@John: I was thinking about your \\(\mathrm{Cat}/X\\) example in #14 – I can see how it works, and how it generalises both equivalence relations on \\(X\\) (ie groupoid preorders with object set \\(X\\)) and monoids (ie categories with object set \\(\mathbf{1}\\)).

However, it struck me that \\(\mathrm{Cat}/X\\) is a kind of awkward category whose definition necessarily involves talking about identity of objects (ie a necessary evil, if you like!). It looks a bit like the comma category \\((\mathrm{Obj}\downarrow X)\\), where \\(\mathrm{Obj}\\) and \\(X\\) are functors from \\(\mathrm{Cat}\\) to \\(\mathrm{Set}\\), but that resemblance is misleading - the coproduct in that category is straightforward - we just put the two \\(X\\)-labelled categories side-by-side.

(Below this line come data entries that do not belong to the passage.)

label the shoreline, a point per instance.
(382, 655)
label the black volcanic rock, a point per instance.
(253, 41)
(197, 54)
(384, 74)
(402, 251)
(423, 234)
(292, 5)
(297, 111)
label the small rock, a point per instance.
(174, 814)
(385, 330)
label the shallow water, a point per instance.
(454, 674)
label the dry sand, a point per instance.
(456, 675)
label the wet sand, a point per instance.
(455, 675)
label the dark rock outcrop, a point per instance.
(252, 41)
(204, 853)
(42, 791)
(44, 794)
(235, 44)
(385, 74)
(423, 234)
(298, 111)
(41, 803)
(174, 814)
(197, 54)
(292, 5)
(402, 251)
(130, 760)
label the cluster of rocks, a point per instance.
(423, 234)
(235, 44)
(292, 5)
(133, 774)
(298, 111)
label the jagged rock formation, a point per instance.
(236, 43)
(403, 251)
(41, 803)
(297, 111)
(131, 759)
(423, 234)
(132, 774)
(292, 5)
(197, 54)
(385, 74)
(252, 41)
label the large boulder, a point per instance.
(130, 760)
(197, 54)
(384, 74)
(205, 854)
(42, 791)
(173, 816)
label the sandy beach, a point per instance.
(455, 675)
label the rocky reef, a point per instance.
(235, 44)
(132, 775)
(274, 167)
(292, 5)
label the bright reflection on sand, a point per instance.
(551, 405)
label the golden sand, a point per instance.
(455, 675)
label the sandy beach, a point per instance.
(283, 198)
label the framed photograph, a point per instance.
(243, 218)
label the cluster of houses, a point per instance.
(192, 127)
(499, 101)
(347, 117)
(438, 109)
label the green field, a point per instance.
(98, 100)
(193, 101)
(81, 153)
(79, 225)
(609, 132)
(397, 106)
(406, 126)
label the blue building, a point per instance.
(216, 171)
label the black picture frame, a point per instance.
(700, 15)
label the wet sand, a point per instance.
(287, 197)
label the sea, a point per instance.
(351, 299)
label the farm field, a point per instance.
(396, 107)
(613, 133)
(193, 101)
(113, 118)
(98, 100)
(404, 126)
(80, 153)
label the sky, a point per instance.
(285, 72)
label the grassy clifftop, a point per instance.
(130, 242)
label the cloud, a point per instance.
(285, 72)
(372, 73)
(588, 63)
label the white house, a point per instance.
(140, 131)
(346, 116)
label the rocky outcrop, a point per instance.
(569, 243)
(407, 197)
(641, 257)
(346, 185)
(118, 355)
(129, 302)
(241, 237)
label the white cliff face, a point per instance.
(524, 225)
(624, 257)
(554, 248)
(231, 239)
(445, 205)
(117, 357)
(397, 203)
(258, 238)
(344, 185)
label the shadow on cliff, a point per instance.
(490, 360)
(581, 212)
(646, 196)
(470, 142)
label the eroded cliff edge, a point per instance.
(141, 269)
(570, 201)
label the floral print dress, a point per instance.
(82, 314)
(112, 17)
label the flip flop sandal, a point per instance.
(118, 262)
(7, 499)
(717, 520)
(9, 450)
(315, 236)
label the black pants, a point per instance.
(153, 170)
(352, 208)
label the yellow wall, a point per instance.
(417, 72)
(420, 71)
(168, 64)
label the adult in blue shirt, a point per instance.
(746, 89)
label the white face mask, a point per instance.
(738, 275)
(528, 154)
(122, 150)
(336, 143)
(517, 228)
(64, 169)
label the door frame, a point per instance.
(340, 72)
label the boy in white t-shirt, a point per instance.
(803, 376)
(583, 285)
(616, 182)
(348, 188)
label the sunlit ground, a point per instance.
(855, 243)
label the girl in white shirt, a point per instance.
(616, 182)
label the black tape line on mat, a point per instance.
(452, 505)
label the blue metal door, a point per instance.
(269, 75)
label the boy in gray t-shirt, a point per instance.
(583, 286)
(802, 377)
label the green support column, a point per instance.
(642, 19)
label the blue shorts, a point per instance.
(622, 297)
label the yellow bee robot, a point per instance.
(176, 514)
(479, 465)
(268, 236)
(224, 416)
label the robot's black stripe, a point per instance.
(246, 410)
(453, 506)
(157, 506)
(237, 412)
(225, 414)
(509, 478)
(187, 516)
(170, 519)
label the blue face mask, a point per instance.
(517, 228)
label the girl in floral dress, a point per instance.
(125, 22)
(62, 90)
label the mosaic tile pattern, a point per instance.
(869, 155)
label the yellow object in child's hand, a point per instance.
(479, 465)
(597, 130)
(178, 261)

This makes me think that the "alternating, inductive" construction arises from merging objects. The crucial point is that we have a red arrow, and a blue arrow, then we merge the red target with the blue source. This creates a new composable pair, red-then-blue.

We see this in isolated form in the standard counterexample of a functor whose "image" is not a category. Take \\(C\\) with 4 objects and arrows \\(C_0 \rightarrow C_1\\) and \\(C_2 \rightarrow C_3\\), and \\(D\\) with 3 objects and arrows \\(D_0 \rightarrow D_1 \rightarrow D_2\\). We have a functor \\(F : C \rightarrow D\\) such that \\(F(C_0) = D_0\\), \\(F(C_1) = F(C_2) = D_1\\), \\(F(C_3) = D_2\\). Then \\(F(C_0 \rightarrow C_1)\\) and \\(F(C_2 \rightarrow C_3)\\) are composable in \\(D\\), but \\(D_0 \rightarrow D_2\\) is not in the image of \\(F\\). So the full image of \\(F\\) is strictly larger than the image.